Era uma vez um coelhinho encarregado de distribuir ovos de
Páscoa.
Ele saltava e saltava, carregando uma cesta mágica que nunca
se esvaziava. Não era absolutamente um coelho bonito e fofinho, tipo cartão
postal. Tinha barbas e às vezes era confundido com um sapo. Mas era saltador,
ora se era, conseguindo escapar de todas as armadilhas colocadas pelos djins
que habitavam as campinas auriverdes e que insistiam em capturá-lo.
Djins, vocês sabem, são aqueles gênios que vivem
interferindo na vida das pessoas, às vezes para o bem, às vezes para o mal. Costumam
fazer desaparecer as tampas das vasilhas de plástico, de forma a deixar as
donas de casa irritadas e sem explicações; gostam de fazer com que apareçam
risquinhos nas latarias dos carros e somem também com o brinquedo favorito da
criança de dois anos, só para fazê-la chorar. Por outro lado, também desviam
seu pé do espinho no caminho e ajudam você a ter uma bela ideia para sair de
uma encrenca.
Os ovos que o coelhinho distribuía eram mágicos, e,
portanto, ilusórios. Criavam aparências de felicidade e a pessoa começava a
agir como se aquilo tudo fosse real, para sempre, mas a felicidade não se
sustentava e a pessoa tentava alcançá-la novamente de qualquer jeito e maneira,
o que acabava muitas vezes em violência. Os djins não tinham nada contra a
magia, mas acreditavam também em limites, e o coelhinho conseguira passar todos
eles: os ovos que distribuía estavam levando aquele povo á beira do desespero o
que, como vocês sabem, conduz à crueldade e ao desastre. O que teria uma consequência terrível para os
djins: eles seriam novamente confinados em cavernas e ocos de árvore, porque,
com o predomínio da magia negra, os gênios teriam que se comprometer com o mal
ou desaparecer de cena.
De si mesmo, o coelhinho não era do lado escuro da força.

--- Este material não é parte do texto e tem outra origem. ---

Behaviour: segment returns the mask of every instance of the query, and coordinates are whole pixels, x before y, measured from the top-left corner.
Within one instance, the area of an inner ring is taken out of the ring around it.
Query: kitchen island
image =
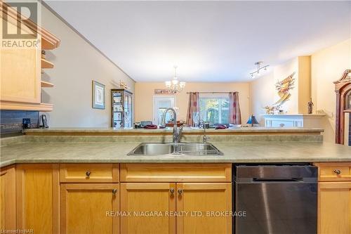
[[[211,130],[209,141],[223,155],[127,155],[142,142],[171,141],[168,129],[156,135],[151,130],[114,135],[112,129],[39,129],[3,138],[1,219],[6,229],[43,233],[94,228],[104,233],[232,233],[232,216],[225,214],[234,211],[233,165],[303,163],[318,167],[319,230],[350,230],[350,211],[344,208],[351,204],[351,148],[323,142],[320,129],[253,130],[258,131],[211,135],[220,130]],[[182,138],[201,140],[201,131]],[[206,216],[209,211],[225,215]],[[206,213],[184,215],[190,212]],[[335,212],[338,215],[331,217]]]

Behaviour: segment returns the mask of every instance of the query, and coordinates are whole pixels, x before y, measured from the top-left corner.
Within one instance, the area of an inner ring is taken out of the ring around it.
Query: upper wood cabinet
[[[175,183],[121,183],[121,233],[176,233],[176,196]]]
[[[58,164],[16,166],[17,228],[60,233]]]
[[[232,233],[230,183],[178,183],[177,233]]]
[[[61,233],[119,233],[119,187],[118,183],[61,184]]]
[[[0,16],[7,32],[34,34],[32,38],[3,39],[0,51],[0,109],[51,111],[41,103],[41,49],[58,46],[60,40],[18,12],[0,2]],[[24,18],[25,19],[26,18]]]
[[[0,169],[0,230],[16,229],[15,166]]]

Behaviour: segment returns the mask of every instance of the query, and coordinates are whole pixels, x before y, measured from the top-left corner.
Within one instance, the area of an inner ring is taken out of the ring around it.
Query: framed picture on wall
[[[93,108],[105,109],[105,85],[93,81]]]

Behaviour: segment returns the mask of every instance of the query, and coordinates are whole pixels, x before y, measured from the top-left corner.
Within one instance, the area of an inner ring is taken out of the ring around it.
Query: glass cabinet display
[[[111,126],[130,128],[133,126],[133,93],[124,89],[111,89]]]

Mas não conseguia escapar de sua influência e ela se instalara em muitos dos
ovos. Por exemplo: os ovos que continham a tolerância, o lado escuro da força
envenenara com a permissividade. Cada vez que alguém abria um ovo desses criava
um caos localizado. Muitos caos localizados não criam um grande, mas criam
condições para que se instale um caos geral. Os ovos que continham melhoria de
vida, envenenados com ambição, atiravam o seu possuidor para qualquer ação que
lhe permitisse mais dinheiro e, então, o crime lhe ficava acessível e viável.

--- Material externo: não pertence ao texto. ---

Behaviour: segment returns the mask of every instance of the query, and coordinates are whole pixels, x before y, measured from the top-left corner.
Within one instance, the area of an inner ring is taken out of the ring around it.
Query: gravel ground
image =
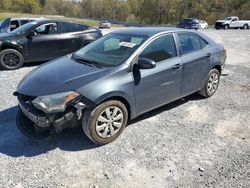
[[[0,187],[250,187],[250,31],[203,31],[227,49],[209,99],[192,95],[132,121],[102,147],[81,129],[34,143],[16,128],[20,79],[0,72]]]

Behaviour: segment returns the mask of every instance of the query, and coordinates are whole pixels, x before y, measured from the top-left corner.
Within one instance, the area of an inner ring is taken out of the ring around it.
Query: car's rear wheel
[[[98,145],[114,141],[128,121],[126,106],[117,100],[103,102],[94,109],[87,109],[83,117],[83,131]]]
[[[15,70],[22,67],[24,59],[22,54],[14,49],[5,49],[0,52],[0,66],[6,70]]]
[[[199,94],[201,94],[204,97],[211,97],[217,91],[219,83],[220,83],[220,72],[217,69],[212,69],[209,72],[205,85],[199,92]]]

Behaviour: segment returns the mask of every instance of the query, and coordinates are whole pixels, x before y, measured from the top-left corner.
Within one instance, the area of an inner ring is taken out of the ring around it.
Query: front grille
[[[19,107],[26,117],[28,117],[36,125],[40,127],[48,127],[50,122],[46,114],[43,111],[35,108],[32,104],[32,100],[35,98],[36,97],[27,95],[18,95]]]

E, aí, como as pessoas não haviam feito nenhum esforço para alcançar os ovos,
achavam que tinham direito a mais e mais, o que criava um impasse que só a
magia poderia resolver. E não havia magia possível para tantos impasses.
Por isso os djins espalhavam as armadilhas mas o coelho, bom
saltador, evitava todas elas. E, então, nesse ano, os djins resolveram mudar de
tática. Decidiram quebrar os ovos da cesta do coelho. Era perigoso, por certo,
porque criaria um enorme tumulto quando aquela gente descobrisse que os ovos
tinham acabado. Mas, por outro lado, permitiria que as pessoas descobrissem
também a realidade em que viviam e talvez encontrassem saídas. A esperança dos
djins estava no fato de que a espécie humana sempre encontra por onde escapar
da própria destruição.
Usando sua prática no sumiço das coisas domésticas, os djins
começaram a apanhar os ovos na cesta do coelho e quebrá-los, mostrando às
claras o lado escuro da força que se instalara neles. E aí o coelho começou a
saltar para fugir da força que escapava de sua cesta e que ameaçava arrastá-lo de
vez para aqueles espaços obscuros onde ficam a estrela da morte, a bacia de
Pilatos e os grupos de extermínio.
A ação dos djins também provocou um encarecimento absurdo do
preço dos ovos de chocolate, que eram o consolo de quem não ganhava ovos do
coelhinho barbudo, fazendo com que neste ano da graça de 2014 a Páscoa reúna
muitos escândalos e medos e muito poucas compensações.
Mas como Páscoa é ressurreição e esta é uma retomada de
vida, eu desejo um ovo de esperança para todos.